Video-Games: Critics vs Metacritics

Video Games Project Plan and Presentation!

Link to presentation can be found Here

Data Source: https://www.kaggle.com/brunovr/metacritic-videogames-data

Overview

Why We Chose This Topic?

For the final project, the team has decided to analyze the video game industry based on our shared interest in video games. Video games are continuously evolving in the tech industry. It has become a popular culture and provides a fun and social form of entertainment. Its relevance to the tech will be applicable for our tech career. The team has sourced the video game dataset from Kaggle (found in the link above). Based on the dataset, our objective is to predict the most anticipated video game franchise based on sales and scores.

Questions To Answer:

Based on how many metacritics (user) and critics, are we able to predict the score for an anticipated video game?
Based on the review scores (critic and users) and franchise, are we able to to predict video game sales and its projected growth?
Does genre, review scores, platform, developer, franchise, and release dates have any impact on video game (vg) sales?

The team will analyze which is the most anticipated game/franchise release and by which developer, which game would have the highest rating in the future, which game developer has the best score, as well as what genre of games is most popular by number of players (single vs. multiplayer).

Technologies Used:

Python, Pandas, Jupyter Notebook, SQL, SQLAlchemy, Tableau, Excel For further information on what techonology we'll be using and how, please see the techonology.md file.

Module 20 Deadlines:

Module 20 First Segment Project Deliverable due March 6th, 2022
Module 20 Second Segment Project Deliverable Due March 20th, 2022
Module 20 Third Segment Project Deliverable Due March 27th, 2022
Module 20 Final Segment Project Deliverable Due March 31st 2022

Entertainment Project Team and Roles for Deliverable 1:

Team Member Role Description

Rasheem G.- X: The X role will focus on the technology side of the project uploaded readMe on his branch for project plan
Caitlin B.- Circle: The circle role will oversee the mockup database uploaded mockup database as .csv file on main branch
Edin C.- Triangle: The triangle role is responsible for creating a simple machine learning model. please see Edin's branch for machine learning model
Tasnuva M.- Square: The square role will be responsible for setting up the repository. pushed and uploaded README and technologiy file to main branch

The roles above will apply for the first segment of the module 20. As required, we will plan to rotate the X role among team members. In the upcoming week the team will determine the rotation of the X role to align with the deliverable deadlines.
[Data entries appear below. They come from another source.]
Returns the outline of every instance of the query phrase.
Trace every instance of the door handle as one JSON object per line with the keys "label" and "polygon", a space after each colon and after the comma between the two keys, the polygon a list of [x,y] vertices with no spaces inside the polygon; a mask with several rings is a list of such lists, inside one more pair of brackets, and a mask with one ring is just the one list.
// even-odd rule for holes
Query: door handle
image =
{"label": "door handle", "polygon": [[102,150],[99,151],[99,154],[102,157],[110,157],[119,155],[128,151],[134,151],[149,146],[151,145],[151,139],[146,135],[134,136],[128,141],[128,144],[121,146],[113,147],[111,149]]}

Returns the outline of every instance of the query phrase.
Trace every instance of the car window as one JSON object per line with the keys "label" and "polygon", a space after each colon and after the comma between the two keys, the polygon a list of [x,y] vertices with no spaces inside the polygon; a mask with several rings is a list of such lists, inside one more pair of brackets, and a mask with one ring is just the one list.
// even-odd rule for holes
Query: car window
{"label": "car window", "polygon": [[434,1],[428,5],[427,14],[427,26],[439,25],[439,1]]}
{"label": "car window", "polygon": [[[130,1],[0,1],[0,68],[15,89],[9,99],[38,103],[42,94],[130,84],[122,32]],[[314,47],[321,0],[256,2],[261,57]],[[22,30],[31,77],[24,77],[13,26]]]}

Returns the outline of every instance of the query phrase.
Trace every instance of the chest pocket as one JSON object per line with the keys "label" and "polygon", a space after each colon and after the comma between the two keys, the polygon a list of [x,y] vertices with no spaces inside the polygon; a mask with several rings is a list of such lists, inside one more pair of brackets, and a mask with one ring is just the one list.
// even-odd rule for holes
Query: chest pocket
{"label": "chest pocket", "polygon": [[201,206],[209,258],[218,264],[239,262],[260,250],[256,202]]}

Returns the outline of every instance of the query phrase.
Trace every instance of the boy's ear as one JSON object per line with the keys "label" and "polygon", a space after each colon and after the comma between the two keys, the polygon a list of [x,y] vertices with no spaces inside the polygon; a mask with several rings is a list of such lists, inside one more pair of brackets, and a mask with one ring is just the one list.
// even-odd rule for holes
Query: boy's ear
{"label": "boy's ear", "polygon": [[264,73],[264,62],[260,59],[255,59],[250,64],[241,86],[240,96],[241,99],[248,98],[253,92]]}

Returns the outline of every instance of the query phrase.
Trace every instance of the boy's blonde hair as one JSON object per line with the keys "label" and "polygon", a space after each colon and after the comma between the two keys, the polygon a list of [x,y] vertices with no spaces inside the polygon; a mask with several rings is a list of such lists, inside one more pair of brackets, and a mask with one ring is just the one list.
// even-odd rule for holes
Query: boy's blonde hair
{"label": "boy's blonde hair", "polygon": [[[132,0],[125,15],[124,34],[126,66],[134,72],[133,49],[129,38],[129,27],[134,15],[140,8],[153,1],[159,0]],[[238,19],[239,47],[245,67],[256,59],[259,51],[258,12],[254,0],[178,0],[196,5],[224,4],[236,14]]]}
Entertainment Project Team and Roles for Deliverable 2:

Team Member Role Description

Rasheem G.- Square: The square role will refine the machine learning model using (train and test) uploaded readMe on his branch for project plan
Caitlin B.- Circle: The circle role will clean and analyze data and create visuals to accompany data story uploaded mockup database as .csv file on main branch
Edin C.- Triangle: The triangle role is responsible for transforming the mockup database into a full database that integrates with data. please see Edin's branch for machine learning model
Tasnuva M.- X: The X role will outline and conceptualize dashboard and presentation as well as update the repository. pushed and uploaded README and technologiy file to main branch

The roles above will apply for the second segment of the module 20. As required, we will plan to rotate the X role among team members. In the upcoming week the team will determine the rotation of the X role to align with the deliverable deadlines.

*all members have 4 commits in their branches.

Data Exploratory and Analysis:

Initial Clean up:

Sample data set for machine learning module:

Dropping Player column.
Clean & use 2021 Sales per game csv data for additional info / join requirement (postgres).
All potential duplicate values are an exact match for easy filtering, reducing numerical/grammatical errors.
"Release Date" column formayted mm-dd-yy.
Format "Genre" column for grouping.
Create new column determining "Franchise"
Verify "Critics" column usage.
Line or Logistic Regression model for determining Developer/Franchise success rate.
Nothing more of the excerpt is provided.